PHILADELPHIA -- Your breath isn't quite as bated. Anticipation has yielded ground to trepidation.
The week they are scheduled to come north, the Phillies' fortunes seem to be headed due south. The summer of the aces has been preceded, maybe preempted, by the spring of the aches.
Chase Utley's knee, Brad Lidge's shoulder, Placido Polanco's elbow. When that line drive dropped Roy Oswalt last week, it knocked all of Philadelphia down. What a pain in the neck.
The red pinstriped angel on your left shoulder keeps whispering: "Relax. It's a long season. This team knows how to win. By October, when Roy and Roy and Cliff and Cole are lined up to pitch the first four games of the World Series, this will all seem like a vague memory.
The road-gray devil on your MRI-bound right shoulder has the weight of too much Phillies history on his side: "You fool! Getting your hopes up! You should know better. Expect the worst and you won't get your heart broken again.
The angel is right, of course. The baseball season is long enough that Utley could return and win the most valuable player award, that Lidge could be hugging Carlos Ruiz after getting the final out of another championship season. Other than their uniforms, the Phillies of the past five years bear no resemblance to their bumbling forefathers.
Ah, but the devil has been calling the shots in this sports town for decades. It is undeniable that Phillies championships are once-in-a-generation events -- if your generation is lucky, that is. Surely the glory and joy of 2008 will cost us years of misery and pain. Is it not inevitable that your "World F. Champions" T turns into a hair shirt?
Most of us dwell between the extremes, where reason rules and perspective is possible. From here, there is legitimate concern. Injuries are always the X factor. No matter how talented or well-constructed a team, it can fall apart if key players get hurt.
Utley, the second baseman and irreplaceable element in this team's chemical makeup, and Lidge, the only proven closer in the entire organization, are key players. They are going to be on the disabled list when this most eagerly awaited season finally opens Friday at Citizens Bank Park. Polanco, the reliable third baseman, will be in the lineup, but his surgically repaired elbow will be watched closely.

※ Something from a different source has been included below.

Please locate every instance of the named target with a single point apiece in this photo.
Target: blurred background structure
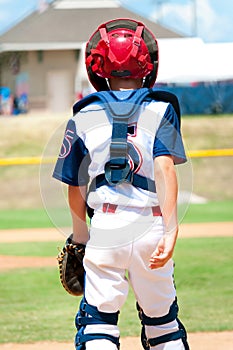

Meanwhile, the general sense of impending doom was heightened by the line drive that felled Oswalt and the outfield collision that bloodied centerfielder Shane Victorino. It appears both of those players will be fine, but still -- how many grim dispatches from Clearwater were we supposed to process in one week?
The Utley situation is the unspotted iceberg capable of sinking the fine ship built by general manager Ruben Amaro Jr. The hull was designed to withstand one hole -- that left by the departure of rightfielder Jayson Werth -- but not a second one of this size. Manager Charlie Manuel's challenge was to replace Werth's production from the No. 5 spot. Replacing Utley in the all-important No. 3 hole was not on the to-do list until that nagging pain in his knee refused to go away on its own.
The irony in all this is that the Phillies' best hope for surviving the injuries could also prove to be their undoing.
That's right. The Four Aces.
The superb rotation -- Roy Halladay, Cliff Lee, Oswalt, Cole Hamels, and Joe Blanton -- gives the Phillies an edge at the start of nearly every game they will play. That is a remarkable thing, and it could paper over a lot of problems.
But the December acquisition of Lee, which started the civic countdown to the most anticipated opening day in history, had another consequence. His contract meant the Phillies were committed to paying their five starters some $65 million in 2011. Throw in Lidge's $11.5 million and that's $76.5 million for half the pitching staff. That's more than the total payroll of 10 major-league clubs this year before Ryan Howard, Utley, and Jimmy Rollins get a dime.
And they will get plenty of dimes. The Phillies' total payroll is pushing $160 million. They are, as Amaro put it last week, "tapped out."
Given the importance of pitching -- as demonstrated so dramatically in the National League Championship Series loss to San Francisco -- Amaro's quest to build the best rotation in baseball made perfect sense.
Given the cost, however, that rotation might just handcuff the GM, preventing the kind of aggressive moves he might want to make to fill those suddenly worrisome holes in his lineup.
Did Amaro paint himself into a corner with guys who paint the corners?
It is a fascinating position to be in, one that has introduced anxiety and suspense into a season that looked like a joyride. Once we awaited opening day with bated breath. Now we're just holding our breath, trying to ignore the devil on our shoulder.